Hospital pays mums $100 to go home early



Alt Tv/Fleet FM Breakfast News Comment
Hospital pays mums $100 to go home early
Mothers will be given a $100 supermarket voucher if they leave hospital within hours of giving birth, in a bid to deal with the national shortage of midwives. The two-month-long Capital and Coast District Health Board scheme has been tagged "bribery" by a health group. Board spokesman Michael Tull said yesterday: "We're encouraging people to go home straight from delivery ... without going to the post-natal ward." The vouchers cannot be used to buy alcohol or tobacco. The scheme revives similar ones used in Auckland and Waikato that were ditched in the 1990s after they failed to encourage shorter stays.

This is just outrageous, who would take the $100 food voucher? A mother who is extremely poor and desperately needs the food voucher, that level of poverty makes the mother a member of a high risk group whom we see time and time and time again leading the most difficult of lives. We rely on observation by a group of Social Services to make sure everyone is ok and that’s something that could be checked off over a 48 hour period, but to encourage poor people to leave within 6 hours making that observation time a mere glimpse in an over crowded and hectic hospital environment, just seems to me to border on the criminally negligent.

4 Comments:

At 29/11/07 9:08 am, Anonymous Anonymous said...

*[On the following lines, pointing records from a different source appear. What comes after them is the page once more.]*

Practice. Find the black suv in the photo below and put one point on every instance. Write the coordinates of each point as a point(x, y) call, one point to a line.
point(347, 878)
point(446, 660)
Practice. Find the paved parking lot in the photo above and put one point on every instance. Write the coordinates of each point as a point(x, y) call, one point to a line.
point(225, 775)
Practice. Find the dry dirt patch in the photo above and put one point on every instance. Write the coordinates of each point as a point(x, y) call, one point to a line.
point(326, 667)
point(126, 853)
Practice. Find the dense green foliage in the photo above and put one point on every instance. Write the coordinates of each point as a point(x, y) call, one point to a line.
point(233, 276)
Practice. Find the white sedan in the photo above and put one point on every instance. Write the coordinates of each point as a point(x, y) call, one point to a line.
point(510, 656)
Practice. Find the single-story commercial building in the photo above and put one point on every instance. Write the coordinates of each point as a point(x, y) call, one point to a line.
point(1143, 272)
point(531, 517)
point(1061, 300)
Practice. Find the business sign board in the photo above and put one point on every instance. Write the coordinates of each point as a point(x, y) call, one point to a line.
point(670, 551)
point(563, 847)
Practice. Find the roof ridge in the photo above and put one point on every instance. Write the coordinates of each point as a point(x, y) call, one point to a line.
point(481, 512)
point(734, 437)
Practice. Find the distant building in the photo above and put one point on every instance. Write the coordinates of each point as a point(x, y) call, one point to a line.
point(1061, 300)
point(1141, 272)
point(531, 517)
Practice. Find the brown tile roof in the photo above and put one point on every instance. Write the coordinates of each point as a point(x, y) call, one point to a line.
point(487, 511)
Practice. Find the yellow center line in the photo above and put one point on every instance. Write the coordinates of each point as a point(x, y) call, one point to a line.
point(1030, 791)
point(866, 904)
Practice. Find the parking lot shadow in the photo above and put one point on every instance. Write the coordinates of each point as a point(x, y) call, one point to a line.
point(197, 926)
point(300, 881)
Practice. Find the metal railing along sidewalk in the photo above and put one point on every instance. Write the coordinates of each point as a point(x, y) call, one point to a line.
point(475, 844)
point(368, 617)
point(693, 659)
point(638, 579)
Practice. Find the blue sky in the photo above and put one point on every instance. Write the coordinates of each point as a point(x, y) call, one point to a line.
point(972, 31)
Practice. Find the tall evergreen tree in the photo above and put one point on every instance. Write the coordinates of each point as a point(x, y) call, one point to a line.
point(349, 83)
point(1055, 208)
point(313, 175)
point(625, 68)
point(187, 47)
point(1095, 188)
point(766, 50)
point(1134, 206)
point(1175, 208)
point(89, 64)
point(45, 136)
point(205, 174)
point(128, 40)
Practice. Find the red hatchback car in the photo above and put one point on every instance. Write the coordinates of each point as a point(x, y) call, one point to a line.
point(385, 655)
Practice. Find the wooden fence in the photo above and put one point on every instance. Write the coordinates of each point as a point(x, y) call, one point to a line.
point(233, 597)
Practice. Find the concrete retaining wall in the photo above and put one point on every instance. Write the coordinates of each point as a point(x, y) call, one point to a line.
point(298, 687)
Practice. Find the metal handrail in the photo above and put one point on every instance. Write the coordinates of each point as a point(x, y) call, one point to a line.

You're right Bomber ... and for them to blame it on the shortage of mid-wives? Hello??? Mid-wives are there for the BIRTH, how is the mother going home straight away going to solve the mid-wife shortage??? Der!

NS

 
At 29/11/07 10:35 am, Blogger deleted said...

Bomber - can you please explain the link to capitalism?

If anything it shows that state monopolies on healthcare just don't work.

If the funding followed the patients, and was opened up to competition from private sector midwifes and birthing centres, than there would be more beds available with the same amount of funding.

Thats capitalism in action.

Instead the public sector gets the monopoly on funding, and you are stuck with rationing and shortages of supply, with excess supply being provided byt he private sector.

This can squarely be blamed on the labour governments ideological opposition to private sector healthcare.

 
At 30/11/07 10:31 pm, Anonymous Anonymous said...

Bomber. You don't know the half of it apparently South Auckalnd get them out within two hours without vouchers. what you didn't presume is that some poor people may also be too uneducated to realise they are entitled to some form of care after squeezing one out.

_YAAS Energi

 
At 4/12/07 3:50 pm, Anonymous Anonymous said...

So what were you saying Bomber about sacrificing taxcuts for social services. Scant evidence for it here.